Abstract

[L]aws created to protect workers often hurt them. … More flexible labor regulations boost job creation. World Bank (2007, 19) The effects of labour law may be more indeterminate than previously thought. … … [T]here is evidence to suggest that the economic effects of labour laws are not just highly varied and complex … but also that they may be efficiency- enhancing in certain contexts … Deakin and Sarkar (2008, 481) INTRODUCTION The laws that regulate the labor market – that intangible domain where transactions for labor take place – have not escaped the gaze of indicators. Since the turn of the century a multitude of labor market indicators have been produced within a strained ecology of international organizations concerned with the performance of labor markets. In some cases these organizations are concerned only with one dimension (the “efficiency”) of labor market regulation, notwithstanding the complex multidimensional character of labor law, its origins in social policy, its indeterminate economic effect (Deakin and Sarkar 2008), and indeed notwithstanding its original purpose of injecting equity into an otherwise unequal relationship.

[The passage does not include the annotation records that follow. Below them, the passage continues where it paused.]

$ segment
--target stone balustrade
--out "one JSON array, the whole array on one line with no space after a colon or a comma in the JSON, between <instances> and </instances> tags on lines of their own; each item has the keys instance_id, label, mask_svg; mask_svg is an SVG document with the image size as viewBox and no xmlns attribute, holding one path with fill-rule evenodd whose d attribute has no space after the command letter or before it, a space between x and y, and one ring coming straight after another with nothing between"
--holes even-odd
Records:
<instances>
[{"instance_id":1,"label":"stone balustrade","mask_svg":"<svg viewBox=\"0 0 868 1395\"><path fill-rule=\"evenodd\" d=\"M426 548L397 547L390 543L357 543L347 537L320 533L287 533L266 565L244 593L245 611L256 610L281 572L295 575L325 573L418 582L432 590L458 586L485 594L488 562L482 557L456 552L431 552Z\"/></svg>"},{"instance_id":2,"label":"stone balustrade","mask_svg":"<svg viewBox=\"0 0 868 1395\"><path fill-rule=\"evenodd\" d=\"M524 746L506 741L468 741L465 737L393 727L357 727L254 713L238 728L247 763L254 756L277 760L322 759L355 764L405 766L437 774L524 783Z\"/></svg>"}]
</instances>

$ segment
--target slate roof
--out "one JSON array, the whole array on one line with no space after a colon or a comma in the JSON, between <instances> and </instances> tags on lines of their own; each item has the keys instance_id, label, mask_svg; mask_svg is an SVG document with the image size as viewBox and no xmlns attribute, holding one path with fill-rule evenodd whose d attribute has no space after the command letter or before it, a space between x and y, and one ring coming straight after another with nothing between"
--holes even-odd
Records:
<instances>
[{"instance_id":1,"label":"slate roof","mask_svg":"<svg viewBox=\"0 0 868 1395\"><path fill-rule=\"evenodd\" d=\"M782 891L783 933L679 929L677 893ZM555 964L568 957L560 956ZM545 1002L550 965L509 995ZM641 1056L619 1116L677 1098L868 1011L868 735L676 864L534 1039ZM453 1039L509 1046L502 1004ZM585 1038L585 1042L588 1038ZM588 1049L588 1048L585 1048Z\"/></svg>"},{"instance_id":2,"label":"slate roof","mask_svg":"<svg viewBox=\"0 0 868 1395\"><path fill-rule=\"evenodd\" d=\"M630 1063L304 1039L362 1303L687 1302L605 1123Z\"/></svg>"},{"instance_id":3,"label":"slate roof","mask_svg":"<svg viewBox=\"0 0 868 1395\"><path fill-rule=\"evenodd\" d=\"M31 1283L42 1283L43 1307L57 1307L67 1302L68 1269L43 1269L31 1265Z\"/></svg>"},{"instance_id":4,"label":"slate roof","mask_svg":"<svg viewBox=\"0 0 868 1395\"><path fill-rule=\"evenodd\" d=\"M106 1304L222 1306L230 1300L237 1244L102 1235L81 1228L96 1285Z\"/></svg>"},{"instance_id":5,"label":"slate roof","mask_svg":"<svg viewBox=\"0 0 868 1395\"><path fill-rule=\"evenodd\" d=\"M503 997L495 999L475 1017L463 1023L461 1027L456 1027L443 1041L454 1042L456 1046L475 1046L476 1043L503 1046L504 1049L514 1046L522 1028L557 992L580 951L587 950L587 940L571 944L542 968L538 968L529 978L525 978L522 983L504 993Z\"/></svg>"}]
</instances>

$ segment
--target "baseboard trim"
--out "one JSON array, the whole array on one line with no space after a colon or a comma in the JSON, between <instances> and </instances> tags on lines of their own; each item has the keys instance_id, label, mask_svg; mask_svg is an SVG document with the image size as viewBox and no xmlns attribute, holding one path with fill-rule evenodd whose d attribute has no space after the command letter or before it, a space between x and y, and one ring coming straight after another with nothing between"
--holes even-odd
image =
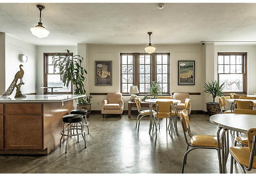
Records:
<instances>
[{"instance_id":1,"label":"baseboard trim","mask_svg":"<svg viewBox=\"0 0 256 176\"><path fill-rule=\"evenodd\" d=\"M131 111L131 114L138 114L138 111L137 110L132 110ZM101 110L92 110L91 111L91 114L101 114ZM190 114L205 114L208 115L208 113L201 110L192 110L191 111ZM122 112L122 114L128 114L128 110L125 110Z\"/></svg>"}]
</instances>

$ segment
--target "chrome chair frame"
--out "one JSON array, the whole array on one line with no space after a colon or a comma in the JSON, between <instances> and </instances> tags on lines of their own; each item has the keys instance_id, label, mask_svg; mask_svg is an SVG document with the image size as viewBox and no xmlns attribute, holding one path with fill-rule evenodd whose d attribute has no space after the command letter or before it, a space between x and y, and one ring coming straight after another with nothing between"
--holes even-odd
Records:
<instances>
[{"instance_id":1,"label":"chrome chair frame","mask_svg":"<svg viewBox=\"0 0 256 176\"><path fill-rule=\"evenodd\" d=\"M183 111L183 110L182 110ZM196 149L197 148L206 148L208 149L215 149L217 150L218 152L218 147L206 147L206 146L195 146L191 144L190 141L188 141L187 140L187 135L186 134L186 132L185 131L185 129L184 127L184 124L182 120L182 119L180 118L180 122L181 122L182 126L182 129L183 130L183 133L184 134L184 136L185 137L185 141L186 141L186 143L187 144L187 148L186 148L186 152L184 154L183 156L183 159L182 161L182 168L181 173L183 174L184 173L184 168L185 167L185 164L187 163L187 154L188 153L191 151L192 150ZM191 138L193 137L193 135L191 134L191 131L190 130L190 126L187 128L187 132L189 136ZM189 147L191 147L191 148L190 148L189 149ZM219 155L219 152L218 152L218 158L219 159L219 163L220 163L221 158L221 156Z\"/></svg>"},{"instance_id":2,"label":"chrome chair frame","mask_svg":"<svg viewBox=\"0 0 256 176\"><path fill-rule=\"evenodd\" d=\"M254 157L254 154L255 153L255 150L256 150L256 135L253 136L252 137L252 150L250 152L250 160L249 160L249 167L246 167L245 166L241 165L238 161L234 158L231 153L230 151L231 155L231 161L230 161L230 173L233 173L233 168L234 165L234 159L236 162L238 164L239 167L242 170L242 172L243 174L246 174L245 170L245 169L249 171L252 169L252 164L253 164L253 159Z\"/></svg>"}]
</instances>

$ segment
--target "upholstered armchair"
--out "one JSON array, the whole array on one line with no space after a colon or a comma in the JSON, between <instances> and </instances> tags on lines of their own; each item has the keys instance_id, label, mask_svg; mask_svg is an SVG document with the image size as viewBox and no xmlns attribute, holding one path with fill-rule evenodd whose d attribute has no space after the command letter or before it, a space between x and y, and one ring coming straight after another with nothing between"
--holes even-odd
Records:
<instances>
[{"instance_id":1,"label":"upholstered armchair","mask_svg":"<svg viewBox=\"0 0 256 176\"><path fill-rule=\"evenodd\" d=\"M101 106L101 113L103 118L106 114L120 114L120 118L124 110L124 101L121 93L108 93L107 100L103 100Z\"/></svg>"},{"instance_id":2,"label":"upholstered armchair","mask_svg":"<svg viewBox=\"0 0 256 176\"><path fill-rule=\"evenodd\" d=\"M178 111L180 112L182 109L185 109L185 101L186 98L189 98L189 94L188 93L174 93L173 94L173 99L176 100L179 100L181 101L180 103L178 103ZM191 112L191 103L189 106L189 109L188 109L188 114L190 114Z\"/></svg>"}]
</instances>

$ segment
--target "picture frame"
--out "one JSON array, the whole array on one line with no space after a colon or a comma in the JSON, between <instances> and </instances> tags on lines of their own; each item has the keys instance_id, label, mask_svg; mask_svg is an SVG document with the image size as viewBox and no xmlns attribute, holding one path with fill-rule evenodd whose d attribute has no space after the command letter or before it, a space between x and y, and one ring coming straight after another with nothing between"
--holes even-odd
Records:
<instances>
[{"instance_id":1,"label":"picture frame","mask_svg":"<svg viewBox=\"0 0 256 176\"><path fill-rule=\"evenodd\" d=\"M95 85L112 85L112 61L95 61Z\"/></svg>"},{"instance_id":2,"label":"picture frame","mask_svg":"<svg viewBox=\"0 0 256 176\"><path fill-rule=\"evenodd\" d=\"M195 85L195 62L178 61L178 85Z\"/></svg>"}]
</instances>

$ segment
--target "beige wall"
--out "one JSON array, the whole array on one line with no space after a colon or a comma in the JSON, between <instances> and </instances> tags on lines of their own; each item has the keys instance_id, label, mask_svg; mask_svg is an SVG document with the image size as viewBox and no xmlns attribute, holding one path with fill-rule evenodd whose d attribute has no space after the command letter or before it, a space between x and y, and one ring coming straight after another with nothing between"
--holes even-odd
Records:
<instances>
[{"instance_id":1,"label":"beige wall","mask_svg":"<svg viewBox=\"0 0 256 176\"><path fill-rule=\"evenodd\" d=\"M120 92L120 53L122 52L145 52L145 46L141 45L88 45L87 57L89 69L87 82L89 93ZM171 87L172 92L202 92L202 45L154 45L156 52L171 53ZM179 60L195 61L195 85L178 85L178 61ZM112 85L95 85L95 61L112 61ZM87 92L88 93L88 92ZM106 96L94 95L92 99L92 109L100 110L102 100ZM142 98L143 96L140 97ZM191 95L193 110L201 110L200 95ZM124 109L128 109L130 97L123 96ZM99 105L98 104L98 102Z\"/></svg>"}]
</instances>

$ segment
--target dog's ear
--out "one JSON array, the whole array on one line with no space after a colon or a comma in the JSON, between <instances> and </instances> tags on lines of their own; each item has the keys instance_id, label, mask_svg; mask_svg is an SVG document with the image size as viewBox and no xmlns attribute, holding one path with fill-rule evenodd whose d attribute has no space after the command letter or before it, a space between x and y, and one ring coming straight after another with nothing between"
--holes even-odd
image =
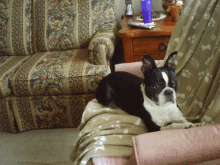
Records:
<instances>
[{"instance_id":1,"label":"dog's ear","mask_svg":"<svg viewBox=\"0 0 220 165\"><path fill-rule=\"evenodd\" d=\"M175 51L175 52L173 52L169 55L169 57L166 60L166 63L164 65L164 67L168 67L170 69L173 69L174 71L176 70L176 64L175 64L175 60L174 60L173 56L176 55L177 53L178 52Z\"/></svg>"},{"instance_id":2,"label":"dog's ear","mask_svg":"<svg viewBox=\"0 0 220 165\"><path fill-rule=\"evenodd\" d=\"M154 59L149 55L143 56L142 63L143 63L143 65L141 67L141 71L143 72L143 74L145 74L146 72L149 72L153 68L157 67Z\"/></svg>"}]
</instances>

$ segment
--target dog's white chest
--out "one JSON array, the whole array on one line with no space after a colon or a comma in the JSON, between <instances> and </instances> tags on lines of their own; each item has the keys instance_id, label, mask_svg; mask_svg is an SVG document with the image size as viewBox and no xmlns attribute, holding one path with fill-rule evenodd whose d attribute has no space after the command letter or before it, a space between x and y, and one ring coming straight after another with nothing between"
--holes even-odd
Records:
<instances>
[{"instance_id":1,"label":"dog's white chest","mask_svg":"<svg viewBox=\"0 0 220 165\"><path fill-rule=\"evenodd\" d=\"M183 114L176 104L168 102L163 106L157 106L145 95L143 84L141 85L141 91L144 98L143 106L145 110L150 113L152 121L158 126L163 127L168 123L172 123L173 121L178 121L183 118Z\"/></svg>"}]
</instances>

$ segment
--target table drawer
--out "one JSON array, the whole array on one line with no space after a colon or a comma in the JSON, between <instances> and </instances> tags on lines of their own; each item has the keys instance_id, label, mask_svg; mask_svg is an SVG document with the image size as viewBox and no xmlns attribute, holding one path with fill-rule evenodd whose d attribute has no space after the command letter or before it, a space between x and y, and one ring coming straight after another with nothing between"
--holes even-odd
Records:
<instances>
[{"instance_id":1,"label":"table drawer","mask_svg":"<svg viewBox=\"0 0 220 165\"><path fill-rule=\"evenodd\" d=\"M150 55L154 60L163 60L165 57L165 54L166 52L160 53L160 54L148 54L148 55ZM133 62L142 61L143 55L133 56Z\"/></svg>"},{"instance_id":2,"label":"table drawer","mask_svg":"<svg viewBox=\"0 0 220 165\"><path fill-rule=\"evenodd\" d=\"M168 37L149 37L133 39L134 55L158 54L166 52L170 40Z\"/></svg>"}]
</instances>

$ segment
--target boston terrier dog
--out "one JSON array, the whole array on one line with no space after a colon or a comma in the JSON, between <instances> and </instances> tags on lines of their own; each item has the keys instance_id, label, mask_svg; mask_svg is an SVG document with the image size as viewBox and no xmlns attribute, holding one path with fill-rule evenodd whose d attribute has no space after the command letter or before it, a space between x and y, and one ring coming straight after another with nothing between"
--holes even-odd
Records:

Plotted on a continuum, the international organizations involved in the transnational shaping of the legal norms and institutions that regulate the labor market are poles apart in their mandates and worldviews. These organizations range from a powerful private international organization, funded almost entirely by private enterprise, with an agenda that pushes for labor markets governed primarily by private ordering and market principles to a public international law organization that promotes a coordinated regulatory framework enabling equitable participation in the labor market. This divergence of views among international organizations undermines the development and coherence of legal norms and standards for worker security and creates a fractious transnational legal order that has implications for the domestic debate on labor market regulation.